Se a excitação é um mecanismo que depende de um capricho do Criador, o amor é, pelo contrário, aquilo que só nos pertence a nós e através do qual escapamos ao Criador. O amor é a nossa liberdade.
Milan Kundera, "A Insustentável Leveza do Ser"
Não
sou decididamente o que os olhos dos outros me vêem nem me sinto
parte integrante do espaço que me rodeia no seu todo. Com frequência
o mundo que partilho é bem outro, não muito distante da infância
longínqua em que o melhor amigo era imaginário.
Olho
no céu aquele enovelado brilhante de branco a afrontar o azul, a
desfazer-lhe a cor, o pincel dos ventos altos soprando e as figuras a
sucederem-se num crescendo de fantasias. É Setembro a anunciar as
primeiras chuvas, o fim do cacimbo frio e seco, o tempo dos tortulhos
que chegavam com os pastores e o gado no final do dia. E os loengos,
os loengos saídos daquela sacola do Camboiola – bordada por suas
mãos – e às vezes ainda um maboque de odor inigualável.
Bem
mais tarde, o Setembro final de férias, minhas férias reais, no
tempo em que a abertura das aulas era em Outubro, as minhas férias
após as multidões o calor, as cadeiras os chapéus, as toalhas os
banhos, os lanches a fruta, o cansaço da praia. Era o regresso lento
à escola ainda sem o barulho dos alunos, a minha mãe comigo, as
crianças em casa, os doces, as costuras, as rendas no repouso da
praia ao fim do dia.
Setembro
é agora mais triste, a minha mãe já não está para fazer anos, as
crianças já não são, todos os que amei seguiram caminhos, rotas
que já não passam por este espaço em meu redor.
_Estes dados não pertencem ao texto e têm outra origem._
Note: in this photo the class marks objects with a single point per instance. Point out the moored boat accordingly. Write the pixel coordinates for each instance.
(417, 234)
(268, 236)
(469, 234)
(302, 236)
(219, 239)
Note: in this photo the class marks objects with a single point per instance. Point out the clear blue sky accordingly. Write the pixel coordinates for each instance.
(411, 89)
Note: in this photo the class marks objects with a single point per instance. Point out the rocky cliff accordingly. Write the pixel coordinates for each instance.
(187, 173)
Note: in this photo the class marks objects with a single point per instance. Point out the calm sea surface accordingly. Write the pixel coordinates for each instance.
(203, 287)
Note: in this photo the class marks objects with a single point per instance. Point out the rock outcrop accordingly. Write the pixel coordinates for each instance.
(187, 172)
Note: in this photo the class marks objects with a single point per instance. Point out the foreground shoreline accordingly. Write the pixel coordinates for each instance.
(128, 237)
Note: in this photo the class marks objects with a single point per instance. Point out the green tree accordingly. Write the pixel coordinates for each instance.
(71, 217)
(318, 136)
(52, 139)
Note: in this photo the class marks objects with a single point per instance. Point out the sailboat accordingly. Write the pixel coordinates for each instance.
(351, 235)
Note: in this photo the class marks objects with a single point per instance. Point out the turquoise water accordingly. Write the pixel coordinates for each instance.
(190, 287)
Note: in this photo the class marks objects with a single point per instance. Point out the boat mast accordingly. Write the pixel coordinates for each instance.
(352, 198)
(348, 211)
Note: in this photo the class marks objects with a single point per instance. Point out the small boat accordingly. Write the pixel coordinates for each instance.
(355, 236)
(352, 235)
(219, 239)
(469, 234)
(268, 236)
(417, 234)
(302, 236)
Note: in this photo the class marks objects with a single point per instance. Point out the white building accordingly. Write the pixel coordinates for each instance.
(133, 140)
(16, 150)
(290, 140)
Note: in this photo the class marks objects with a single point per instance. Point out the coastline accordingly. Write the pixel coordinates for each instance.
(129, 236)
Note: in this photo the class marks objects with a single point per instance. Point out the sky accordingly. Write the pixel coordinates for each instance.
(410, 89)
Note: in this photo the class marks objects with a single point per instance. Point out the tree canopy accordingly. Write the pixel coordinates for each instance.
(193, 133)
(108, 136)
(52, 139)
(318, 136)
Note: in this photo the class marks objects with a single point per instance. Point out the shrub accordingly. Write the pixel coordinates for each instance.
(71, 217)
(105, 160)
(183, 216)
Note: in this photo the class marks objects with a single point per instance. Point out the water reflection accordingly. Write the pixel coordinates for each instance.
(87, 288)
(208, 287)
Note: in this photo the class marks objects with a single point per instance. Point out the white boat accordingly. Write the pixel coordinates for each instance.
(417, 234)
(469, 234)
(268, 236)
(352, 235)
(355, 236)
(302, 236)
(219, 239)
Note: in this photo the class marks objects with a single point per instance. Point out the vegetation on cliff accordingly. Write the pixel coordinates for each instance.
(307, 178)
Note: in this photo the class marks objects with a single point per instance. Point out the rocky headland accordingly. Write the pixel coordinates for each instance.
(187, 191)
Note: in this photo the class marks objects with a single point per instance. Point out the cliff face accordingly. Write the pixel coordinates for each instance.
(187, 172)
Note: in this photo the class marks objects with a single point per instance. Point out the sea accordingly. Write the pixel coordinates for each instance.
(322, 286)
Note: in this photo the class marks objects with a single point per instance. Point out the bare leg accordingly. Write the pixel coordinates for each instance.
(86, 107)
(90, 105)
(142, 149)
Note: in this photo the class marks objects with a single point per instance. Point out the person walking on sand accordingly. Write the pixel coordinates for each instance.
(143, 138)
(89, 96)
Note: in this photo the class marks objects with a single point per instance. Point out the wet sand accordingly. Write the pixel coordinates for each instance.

Mas eu ainda vivo
com eles, os dias de maior solidão fazem-nos chegar e eu convivo bem
com essa saudade que ajuda a viver, a esquecer a loucura imparável
do mundo que vou deixar ficar.
Outros
setembros continuarão a rodar no tempo, as noites serenas do outono
a chegar, noites mansas depois do pôr-do-sol inebriante a colorir
os poentes, os últimos raios a despedirem-se cobrindo o mar de
prata.
2 comentários:
belo crochet de emoções. e palavras belíssimas.
beijo
Jawaa, não tenho podido seguir estas
coisas, nem nos meus próprios bogues.
Mas estou a sentir em tudo o que escre-
ve aqui, além das imagens, uma evolução belíssima , técnica e espiritual.